If Cheteshwar Pujara’s overseas record is overlooked for a moment, his statistics at home make for a great read. Before the Ranchi Test, Pujara averaged over 65 at home with eight centuries. Three of those came in the series against New Zealand and England before Australia landed in February. He fell eight short of a century on a ‘less than average’ pitch in Bangalore after notching 83 and 54 not out in the one-off Test against Bangladesh. (India vs Australia, day 3 match report)
Very much at home
It underlines Pujara’s ability to adapt to any condition in India while some of his teammates still find it hard at times. Weaned on some of the flattest pitches in and around Rajkot, Pujara prefers to take his time to dig in. And if he is allowed to do that, opponents have found it nearly impossible to dislodge him. Australia too learnt that lesson as Pujara spent 54.4 overs mending India’s breaches with a tight and unbeaten 130. (India vs Australia, day 3 scorecard)

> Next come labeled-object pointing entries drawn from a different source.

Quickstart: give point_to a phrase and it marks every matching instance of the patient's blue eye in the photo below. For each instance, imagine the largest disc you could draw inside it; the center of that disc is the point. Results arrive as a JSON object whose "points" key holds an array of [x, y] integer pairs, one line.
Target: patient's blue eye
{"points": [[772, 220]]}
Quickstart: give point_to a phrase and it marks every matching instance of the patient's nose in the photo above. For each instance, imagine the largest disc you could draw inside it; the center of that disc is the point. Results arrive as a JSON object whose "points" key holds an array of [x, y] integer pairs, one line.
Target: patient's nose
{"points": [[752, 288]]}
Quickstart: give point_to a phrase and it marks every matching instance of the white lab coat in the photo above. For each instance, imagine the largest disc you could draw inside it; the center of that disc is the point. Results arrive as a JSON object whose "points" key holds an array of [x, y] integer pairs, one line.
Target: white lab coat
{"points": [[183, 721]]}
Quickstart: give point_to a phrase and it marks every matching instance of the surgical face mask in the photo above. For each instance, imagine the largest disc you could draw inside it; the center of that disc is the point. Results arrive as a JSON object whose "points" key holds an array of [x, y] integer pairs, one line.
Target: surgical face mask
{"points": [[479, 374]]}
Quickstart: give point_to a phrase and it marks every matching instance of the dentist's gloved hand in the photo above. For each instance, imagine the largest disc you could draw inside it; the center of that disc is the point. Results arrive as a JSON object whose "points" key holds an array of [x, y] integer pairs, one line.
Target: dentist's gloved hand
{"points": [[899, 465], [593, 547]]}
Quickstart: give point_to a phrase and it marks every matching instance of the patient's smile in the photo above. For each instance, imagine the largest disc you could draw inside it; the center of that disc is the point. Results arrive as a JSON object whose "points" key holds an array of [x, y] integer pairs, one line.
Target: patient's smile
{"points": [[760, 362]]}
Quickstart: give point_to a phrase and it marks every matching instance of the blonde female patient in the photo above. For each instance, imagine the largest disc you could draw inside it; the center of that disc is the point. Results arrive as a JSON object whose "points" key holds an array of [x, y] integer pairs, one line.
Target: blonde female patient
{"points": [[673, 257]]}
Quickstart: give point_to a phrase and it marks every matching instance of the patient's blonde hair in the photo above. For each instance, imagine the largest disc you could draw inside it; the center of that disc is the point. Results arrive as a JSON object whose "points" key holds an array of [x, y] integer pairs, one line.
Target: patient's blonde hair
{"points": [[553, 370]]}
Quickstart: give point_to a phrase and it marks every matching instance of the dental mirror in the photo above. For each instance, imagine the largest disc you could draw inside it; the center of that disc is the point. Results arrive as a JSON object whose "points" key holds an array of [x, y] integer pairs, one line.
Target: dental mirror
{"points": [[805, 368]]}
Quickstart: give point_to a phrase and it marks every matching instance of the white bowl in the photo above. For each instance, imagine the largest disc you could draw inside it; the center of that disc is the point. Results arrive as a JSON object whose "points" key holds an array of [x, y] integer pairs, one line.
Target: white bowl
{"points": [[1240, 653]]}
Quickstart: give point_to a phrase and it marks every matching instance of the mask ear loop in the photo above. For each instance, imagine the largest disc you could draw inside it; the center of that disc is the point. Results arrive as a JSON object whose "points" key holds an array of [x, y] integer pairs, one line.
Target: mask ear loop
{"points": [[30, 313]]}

The hallmark of innings like these from Pujara is that the offensive comes only after a long-drawn period of defence. Playing close to the body against both pacers and spinners earlier on, Pujara mostly relied on the glance or ran the ball down through slip or gully to score. Only later did he open up, unleashing drives through covers and the on-side.

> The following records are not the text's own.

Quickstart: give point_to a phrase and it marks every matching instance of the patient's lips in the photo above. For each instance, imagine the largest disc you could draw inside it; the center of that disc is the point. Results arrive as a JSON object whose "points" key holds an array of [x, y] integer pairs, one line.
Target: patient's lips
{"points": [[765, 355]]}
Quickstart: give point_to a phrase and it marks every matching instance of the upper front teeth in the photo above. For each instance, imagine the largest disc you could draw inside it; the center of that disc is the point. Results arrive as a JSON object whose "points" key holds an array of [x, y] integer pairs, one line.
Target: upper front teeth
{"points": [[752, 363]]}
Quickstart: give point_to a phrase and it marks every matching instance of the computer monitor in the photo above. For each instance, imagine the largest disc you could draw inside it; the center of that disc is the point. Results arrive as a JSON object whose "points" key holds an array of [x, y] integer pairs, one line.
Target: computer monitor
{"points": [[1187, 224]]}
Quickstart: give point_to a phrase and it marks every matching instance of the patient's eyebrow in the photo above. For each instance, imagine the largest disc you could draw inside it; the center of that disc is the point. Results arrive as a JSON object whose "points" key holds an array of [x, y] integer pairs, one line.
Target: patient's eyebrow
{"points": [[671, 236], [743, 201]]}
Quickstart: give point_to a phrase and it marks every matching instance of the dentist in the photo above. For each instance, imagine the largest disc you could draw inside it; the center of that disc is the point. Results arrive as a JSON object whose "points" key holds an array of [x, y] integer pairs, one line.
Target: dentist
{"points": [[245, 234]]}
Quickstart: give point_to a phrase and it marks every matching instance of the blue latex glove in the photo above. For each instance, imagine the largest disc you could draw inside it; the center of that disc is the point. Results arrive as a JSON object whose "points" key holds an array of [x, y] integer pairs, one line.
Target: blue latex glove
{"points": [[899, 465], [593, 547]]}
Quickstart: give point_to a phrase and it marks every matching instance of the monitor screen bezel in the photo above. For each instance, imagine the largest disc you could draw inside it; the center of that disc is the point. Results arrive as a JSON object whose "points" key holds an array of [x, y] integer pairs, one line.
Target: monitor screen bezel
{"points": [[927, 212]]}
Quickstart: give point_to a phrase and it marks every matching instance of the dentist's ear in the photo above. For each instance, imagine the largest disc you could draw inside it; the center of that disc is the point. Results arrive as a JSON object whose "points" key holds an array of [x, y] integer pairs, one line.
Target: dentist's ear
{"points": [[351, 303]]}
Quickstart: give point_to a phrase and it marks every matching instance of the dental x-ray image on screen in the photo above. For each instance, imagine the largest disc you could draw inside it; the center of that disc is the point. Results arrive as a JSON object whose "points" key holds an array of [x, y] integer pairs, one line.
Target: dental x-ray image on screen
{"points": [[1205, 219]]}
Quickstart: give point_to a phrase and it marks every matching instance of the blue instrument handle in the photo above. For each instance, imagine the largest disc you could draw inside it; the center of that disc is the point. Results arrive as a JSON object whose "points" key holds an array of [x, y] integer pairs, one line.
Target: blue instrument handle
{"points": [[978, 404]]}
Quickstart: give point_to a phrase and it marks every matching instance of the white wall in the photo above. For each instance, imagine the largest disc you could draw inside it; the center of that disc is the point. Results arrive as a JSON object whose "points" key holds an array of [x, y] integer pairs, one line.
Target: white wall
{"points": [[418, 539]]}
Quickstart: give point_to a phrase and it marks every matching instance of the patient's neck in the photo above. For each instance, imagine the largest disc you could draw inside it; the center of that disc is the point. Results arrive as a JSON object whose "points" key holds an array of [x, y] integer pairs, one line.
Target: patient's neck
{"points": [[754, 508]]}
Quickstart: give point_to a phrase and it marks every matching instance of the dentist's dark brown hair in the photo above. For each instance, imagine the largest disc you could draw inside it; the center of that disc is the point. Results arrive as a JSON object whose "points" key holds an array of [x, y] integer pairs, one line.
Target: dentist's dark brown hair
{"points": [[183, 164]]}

Interesting, however, was Pujara’s smooth acceleration, having taken 155 balls to complete his first fifty. He went after Pat Cummins to pick three boundaries to set the ball rolling for an innings of substance. By the end of the day, he had milked Cummins, easily Australia’s best bowler of the day, for 35 runs off 50 deliveries.
Soaking in pressure
It was in stark contrast to the other India batsmen’s numbers against Cummins. KL Rahul scored 17 off 37 balls, Murali Vijay one off 19 balls, Ajinkya Rahane three off 13, R Ashwin three off 20. Virat Kohli was cleaned up first ball from Cummins.

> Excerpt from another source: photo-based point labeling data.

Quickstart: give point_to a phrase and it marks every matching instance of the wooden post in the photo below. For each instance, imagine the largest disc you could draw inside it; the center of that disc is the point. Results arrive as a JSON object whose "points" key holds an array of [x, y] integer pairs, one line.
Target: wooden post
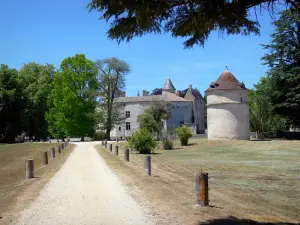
{"points": [[126, 154], [201, 189], [147, 165], [45, 158], [53, 153], [29, 166], [117, 150]]}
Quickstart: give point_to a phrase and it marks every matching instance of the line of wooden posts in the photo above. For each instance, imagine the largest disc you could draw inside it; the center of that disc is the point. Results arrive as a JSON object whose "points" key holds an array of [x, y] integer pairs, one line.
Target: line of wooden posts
{"points": [[29, 163], [201, 178]]}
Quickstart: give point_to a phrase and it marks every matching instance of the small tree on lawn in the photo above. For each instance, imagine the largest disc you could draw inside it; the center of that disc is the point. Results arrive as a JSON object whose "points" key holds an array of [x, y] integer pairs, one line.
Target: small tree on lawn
{"points": [[184, 134], [142, 141]]}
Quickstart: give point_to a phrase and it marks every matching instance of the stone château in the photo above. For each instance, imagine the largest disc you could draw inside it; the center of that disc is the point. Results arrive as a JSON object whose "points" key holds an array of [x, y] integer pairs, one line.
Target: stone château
{"points": [[186, 107]]}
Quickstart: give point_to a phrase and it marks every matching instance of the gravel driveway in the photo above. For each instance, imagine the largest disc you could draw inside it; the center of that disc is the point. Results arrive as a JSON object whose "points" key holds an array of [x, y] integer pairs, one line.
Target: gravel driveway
{"points": [[84, 191]]}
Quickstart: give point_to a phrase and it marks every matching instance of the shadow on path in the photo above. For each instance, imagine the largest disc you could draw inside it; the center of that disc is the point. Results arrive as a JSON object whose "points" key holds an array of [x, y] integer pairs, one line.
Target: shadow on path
{"points": [[236, 221]]}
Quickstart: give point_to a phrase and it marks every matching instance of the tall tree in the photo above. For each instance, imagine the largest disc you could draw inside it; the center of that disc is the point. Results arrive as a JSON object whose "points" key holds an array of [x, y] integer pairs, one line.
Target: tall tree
{"points": [[283, 60], [10, 104], [191, 19], [73, 102], [263, 118], [111, 78], [36, 84]]}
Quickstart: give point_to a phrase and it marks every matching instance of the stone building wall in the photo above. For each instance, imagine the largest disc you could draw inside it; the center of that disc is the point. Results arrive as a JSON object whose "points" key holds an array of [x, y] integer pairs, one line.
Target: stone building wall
{"points": [[228, 114]]}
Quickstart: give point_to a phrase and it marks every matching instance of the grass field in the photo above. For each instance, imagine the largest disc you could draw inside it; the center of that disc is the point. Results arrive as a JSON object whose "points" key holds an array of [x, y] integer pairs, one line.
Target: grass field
{"points": [[256, 180], [15, 191]]}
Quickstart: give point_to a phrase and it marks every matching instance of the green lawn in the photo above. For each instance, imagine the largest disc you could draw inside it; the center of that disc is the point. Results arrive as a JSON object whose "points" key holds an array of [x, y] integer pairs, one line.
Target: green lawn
{"points": [[257, 180], [15, 191]]}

It is this grit to take on the best that makes Pujara the man to watch out for when the chips are down for India. Vijay couldn’t agree more. “Pujara is a guy who has the game for it, because he takes a lot of pressure and his game is such that you can depend on him and play your natural game,” he said.
With one more Test left for a long home season to end, Pujara has already stacked up an enviable record. Including the Ranchi innings, he has scored 1187 runs with four centuries in 12 Tests, averaging nearly 66. Given his current form, these numbers will surely be better by the time India are done with Australia in Dharamsala.